日中はまだ残暑で汗ばむくらいだったが、太陽が低く下りてしまうと、日照があっても、熱気は去り、代わりに秋の気配が色濃く出始める。風はひんやりとして、短くなった日脚は、ひとを心細くする。
今日は野宿にするか、と、ブルーノが提案し、ぼくもコンラートさんも、特に異は唱えなかったが、かといって、積極的に賛意を示してわけでもなく、ただこの中で一番決断力がありそうと思われるメンバーの言葉だからというだけの理由で、やむなく従うのだった。
本当なら一刻も早く、いなくなった村民の行方を知るために動くべきなのだろうが、今のぼくらは、何とはなしに、強い動機付けが欠けているようだった。
ぼくにとって、ミアを救いたいというのは、切実な思いだったし、彼女とのぼくが求める再会のために、全力を注ぐことを厭うつもりはまったくなかった。
ところが、気が抜けでもしたように、ぼくは――いや、ぼくだけに限らず、ブルーノも、コンラートさんも、どこか挫けたように、ぼんやりとして、また心なしか老け込んだようでもあった。
シュトラウスさんから引き受けた仕事をこなしたその報酬を貰わないといけないというのも、ぼくらがじりじりとした焦燥感に駆られて活動すべき立派な理由なのであるが、今ではどこか縁遠いものに感じられてしまい、ゆるがせにされてしまうのだった。
馬車に積んだ荷物にテントがあったので、それを平地に張り、薪を集めて焚火を起こした。夕が過ぎて夜になれば、パンだけというメニューよりかは幾分かだけバリエーションの多い夜食を取り、腹八分目というあんばいで、お腹を満たした。
ぼくとブルーノはテントの中で、コンラートさんは馬車の中で寝ることにした。
焚火を消し、おやすみなさいと互いに挨拶し合うと、それぞれ寝場所に向かい、横になった。
真っ暗闇。下草の風になびく音や、秋の虫の合唱が、湖水の音に混じって賑やかに聞こえる。が、不快というほどではなかった。
村より逃げてから、ぼくら三人はほとんど会話しなかった。これからの予定や企図を活発に交換してもよかったが、それぞれ半ばしゅんとして、半ばムスッとして、口を噤んでいた。
だけど、きっと、みんな同じなんだろうと思う。それぞれ同じ心理的過程を辿っていたのだ。それをすっかり経てしまうまでは、周りのことにはまじめに取り組めないのだろう。

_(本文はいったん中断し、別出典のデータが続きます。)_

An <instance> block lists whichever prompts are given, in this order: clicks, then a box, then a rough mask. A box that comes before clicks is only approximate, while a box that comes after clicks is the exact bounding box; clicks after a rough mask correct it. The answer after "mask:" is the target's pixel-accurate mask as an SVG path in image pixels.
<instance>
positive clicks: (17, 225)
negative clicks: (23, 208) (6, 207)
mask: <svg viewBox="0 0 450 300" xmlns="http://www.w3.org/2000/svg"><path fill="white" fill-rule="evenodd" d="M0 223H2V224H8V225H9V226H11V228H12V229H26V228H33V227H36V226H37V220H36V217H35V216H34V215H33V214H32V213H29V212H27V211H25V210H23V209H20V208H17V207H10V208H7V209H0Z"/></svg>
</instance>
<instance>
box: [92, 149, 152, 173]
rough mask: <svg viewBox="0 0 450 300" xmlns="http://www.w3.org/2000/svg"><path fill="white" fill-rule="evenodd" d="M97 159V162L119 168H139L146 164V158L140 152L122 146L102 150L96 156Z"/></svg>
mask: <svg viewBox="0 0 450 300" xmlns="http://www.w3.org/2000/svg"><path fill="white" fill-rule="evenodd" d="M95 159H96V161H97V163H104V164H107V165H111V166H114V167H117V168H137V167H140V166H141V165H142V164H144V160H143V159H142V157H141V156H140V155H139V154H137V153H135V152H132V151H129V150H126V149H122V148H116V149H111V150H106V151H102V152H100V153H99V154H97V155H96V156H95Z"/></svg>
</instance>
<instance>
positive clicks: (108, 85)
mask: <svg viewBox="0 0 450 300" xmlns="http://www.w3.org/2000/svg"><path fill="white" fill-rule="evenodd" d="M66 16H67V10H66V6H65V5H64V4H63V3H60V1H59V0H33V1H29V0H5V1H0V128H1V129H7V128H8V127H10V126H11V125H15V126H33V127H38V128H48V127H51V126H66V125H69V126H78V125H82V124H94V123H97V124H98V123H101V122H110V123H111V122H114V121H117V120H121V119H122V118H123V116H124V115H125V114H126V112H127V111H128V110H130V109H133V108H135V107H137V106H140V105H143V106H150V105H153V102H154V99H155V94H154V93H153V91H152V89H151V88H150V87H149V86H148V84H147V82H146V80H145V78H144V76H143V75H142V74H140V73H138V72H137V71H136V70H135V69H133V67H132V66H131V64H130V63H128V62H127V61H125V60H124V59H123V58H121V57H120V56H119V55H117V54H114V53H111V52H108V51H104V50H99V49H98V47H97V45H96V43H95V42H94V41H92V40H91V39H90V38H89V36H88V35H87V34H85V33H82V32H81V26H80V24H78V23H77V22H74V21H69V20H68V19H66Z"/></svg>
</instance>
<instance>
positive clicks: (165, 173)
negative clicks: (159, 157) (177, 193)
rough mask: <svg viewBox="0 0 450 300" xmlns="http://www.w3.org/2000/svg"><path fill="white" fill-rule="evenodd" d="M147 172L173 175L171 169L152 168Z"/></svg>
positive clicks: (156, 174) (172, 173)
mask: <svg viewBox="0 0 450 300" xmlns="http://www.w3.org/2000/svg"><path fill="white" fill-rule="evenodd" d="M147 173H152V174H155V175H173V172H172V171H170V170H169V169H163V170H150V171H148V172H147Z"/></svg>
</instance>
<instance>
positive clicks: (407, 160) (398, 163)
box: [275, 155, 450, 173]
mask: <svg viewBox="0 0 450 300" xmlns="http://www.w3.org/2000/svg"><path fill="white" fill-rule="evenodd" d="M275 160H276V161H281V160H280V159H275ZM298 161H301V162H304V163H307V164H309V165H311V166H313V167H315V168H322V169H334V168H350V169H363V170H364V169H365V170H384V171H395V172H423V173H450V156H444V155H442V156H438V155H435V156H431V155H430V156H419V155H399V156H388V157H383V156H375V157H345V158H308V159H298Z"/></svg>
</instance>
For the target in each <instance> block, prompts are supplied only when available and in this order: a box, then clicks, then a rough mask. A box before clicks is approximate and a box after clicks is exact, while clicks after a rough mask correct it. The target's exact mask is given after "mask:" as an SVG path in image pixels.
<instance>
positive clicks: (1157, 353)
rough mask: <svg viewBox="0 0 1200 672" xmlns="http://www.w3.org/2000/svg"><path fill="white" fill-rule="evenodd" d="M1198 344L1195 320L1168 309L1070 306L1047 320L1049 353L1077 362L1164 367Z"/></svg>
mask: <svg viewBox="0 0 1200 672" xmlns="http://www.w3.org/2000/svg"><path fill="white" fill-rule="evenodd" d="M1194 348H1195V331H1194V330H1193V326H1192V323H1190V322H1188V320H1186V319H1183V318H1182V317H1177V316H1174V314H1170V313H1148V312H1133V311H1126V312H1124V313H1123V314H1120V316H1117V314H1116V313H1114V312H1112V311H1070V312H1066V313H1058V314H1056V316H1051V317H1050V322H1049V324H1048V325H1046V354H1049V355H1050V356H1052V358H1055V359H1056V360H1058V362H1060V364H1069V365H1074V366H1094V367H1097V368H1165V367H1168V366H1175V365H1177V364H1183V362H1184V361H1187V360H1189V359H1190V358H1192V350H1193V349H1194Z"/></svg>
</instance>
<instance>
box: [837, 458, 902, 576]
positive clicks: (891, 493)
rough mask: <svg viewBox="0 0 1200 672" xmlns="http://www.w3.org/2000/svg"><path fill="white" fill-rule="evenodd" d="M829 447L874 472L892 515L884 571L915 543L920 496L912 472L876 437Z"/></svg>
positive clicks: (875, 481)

ぼくは、村の変わり果てた模様と、幾人かの亡骸を見てショックを受け、大きな疑問符を植え付けられた。動揺し、考究しようと試みた。すると不意を衝く形で攻撃を受け、命の危険を感じ、一目散に逃走した。頭の中で導き出そうとして紡いだ思考の断片は、その不意打ちに引っ掻き回され、粉々にされ、後に残ったのは、大きな疑問符だけだった。どうして、という問いだけが、頭の中で木霊し、いつまでも止まなかった。
一夜だけ……。
ぼくは思った。
一夜だけだ、許された猶予は。
湖の自然の賑わいは、ぼくの思考を決して妨げなかった。